いつものようにカウンターにつき1人飲んでいた。


すると…


香恋「こんばんは♪お1人ですか?もしよければご一緒しませんか?」


と1人の女性が声をかけてきた。

見ると結構な美人。


名前は秋川香恋さんと言い、都内で恋愛コンサルタントや

メンタルヒーラーの仕事なんかをしてると言う。


でも少し喋っている時、段々不思議な気になってきた。

何か「昔にどこかで会った事がある人?」

のようなイメージが湧き始め、恋愛感情が湧かない代わりに

「自分の事をもっとよく知って欲しい」

「悩みを聞いて欲しい、そしてその悩みを解決して欲しい」

なんて事を思わされ、気づくと俺はその通りに行動していた。

結構、不思議な体験だった。


香恋「え?それは幸せな事じゃないですか♪どうして不安なんです?」


俺は佳奈子と婚約している事を彼女に伝えた。


でもそのすぐ後にあの悩み…

佳奈子を自分に繋ぎとめておく事ができるかどうか、

幸せな将来をどうしても素直に信じられない。

その辺りの事も伝えた。


香恋「フフ、そんなこと誰だって不安に思ってるものですよ?でもそう言う悩みこそ、夫婦の愛で乗り越えて行かなくちゃ。
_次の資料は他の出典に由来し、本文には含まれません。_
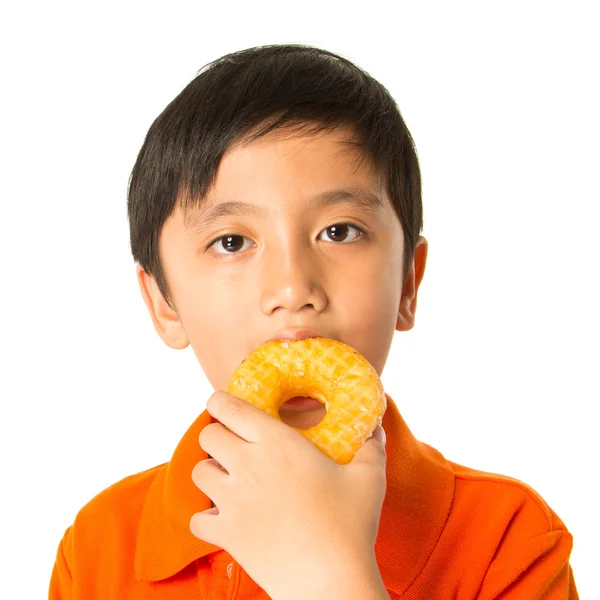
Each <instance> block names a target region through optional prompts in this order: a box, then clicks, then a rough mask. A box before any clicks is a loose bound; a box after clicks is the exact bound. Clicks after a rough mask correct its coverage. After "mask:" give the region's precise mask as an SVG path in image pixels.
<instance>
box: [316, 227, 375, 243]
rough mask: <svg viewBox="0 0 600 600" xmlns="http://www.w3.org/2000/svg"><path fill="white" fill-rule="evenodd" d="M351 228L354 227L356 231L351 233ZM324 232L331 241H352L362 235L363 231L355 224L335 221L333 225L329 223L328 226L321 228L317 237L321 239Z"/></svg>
mask: <svg viewBox="0 0 600 600" xmlns="http://www.w3.org/2000/svg"><path fill="white" fill-rule="evenodd" d="M352 229H354V230H355V231H356V232H358V233H355V234H354V235H353V234H352ZM324 233H326V234H327V237H328V238H329V240H331V241H332V242H341V243H347V242H353V241H354V240H356V239H358V238H359V237H361V236H362V235H364V231H363V230H362V229H361V228H360V227H357V226H356V225H352V224H350V223H336V224H335V225H330V226H329V227H327V228H325V229H323V231H322V232H321V234H319V239H321V235H323V234H324ZM348 238H350V239H348Z"/></svg>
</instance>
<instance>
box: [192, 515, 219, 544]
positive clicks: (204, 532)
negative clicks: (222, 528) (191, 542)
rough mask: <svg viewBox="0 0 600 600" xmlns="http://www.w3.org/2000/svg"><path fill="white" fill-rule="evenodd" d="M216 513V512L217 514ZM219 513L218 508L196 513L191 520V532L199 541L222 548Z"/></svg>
mask: <svg viewBox="0 0 600 600" xmlns="http://www.w3.org/2000/svg"><path fill="white" fill-rule="evenodd" d="M215 511H216V512H215ZM219 525H220V519H219V513H218V509H216V508H209V509H208V510H205V511H203V512H200V513H195V514H193V515H192V518H191V519H190V531H191V532H192V533H193V534H194V535H195V536H196V537H197V538H199V539H201V540H204V541H205V542H208V543H209V544H214V545H215V546H219V547H222V542H221V539H220V536H219V530H220V528H219Z"/></svg>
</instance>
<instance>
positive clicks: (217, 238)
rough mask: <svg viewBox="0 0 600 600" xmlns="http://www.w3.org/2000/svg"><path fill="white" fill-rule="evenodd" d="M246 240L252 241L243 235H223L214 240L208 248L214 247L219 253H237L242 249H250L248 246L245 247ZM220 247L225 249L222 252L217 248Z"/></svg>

恋愛や結婚はハードルの連続とも言います。そのハードルを二人三脚で乗り越えて、初めてその男女の間に本物の愛が生まれたりするものです。どうか彼女の事を信じてあげて、2人で一緒に明るい未来へ歩いて行って下さい」


有人「はぁ…」(何となく頷く)


俺は何となく頷いていたが


この人に話しても結局は同じだ。

自分が思ってる悩みなど、自分にしか理解できない。

そんな事も考えた。


そして、そんな浮かない顔をしている俺に彼女は…


香恋「もしかして、あなたが悩んでいる理由はもう1つ他にあるんじゃないですか?」


といきなり真面目な顔して聞いてきたのだ。


有人「え?」


ちょっと驚いた。

そう、このとき俺は確かにもう1つの悩み、

誰にも言えない、隠し通してきた自分だけの悩みがあった。


香恋「…その悩みってもしかして、あなたの性癖そのものにあったりして?もしそうなら悩まれる理由は分かりますよ?誰でも他人を完璧に支配する事など出来ません。だから無意識の内にも一線を引き、ある程度その支配を諦めて誰かと付き合うものです。だから『信じる』なんて言葉も生まれてくるんでしょう」


香恋「でも自分自身に悩みがあって、解決したいのにそれを解決できない…と言うのは自分の力量不足に悩む事になり、その悩みを全て知っているからこそ、それをどうにも出来ない自分を悲観してしまう。人が持つ悩みとは、得てして自分から出ている事が多いんですよ…」


本当に驚いた。

これまで俺が思い続けてきた事を、

彼女はそのそのまま言葉にしてきた。


確かにその通り。

俺は自分の性癖に1つ悩みがあった。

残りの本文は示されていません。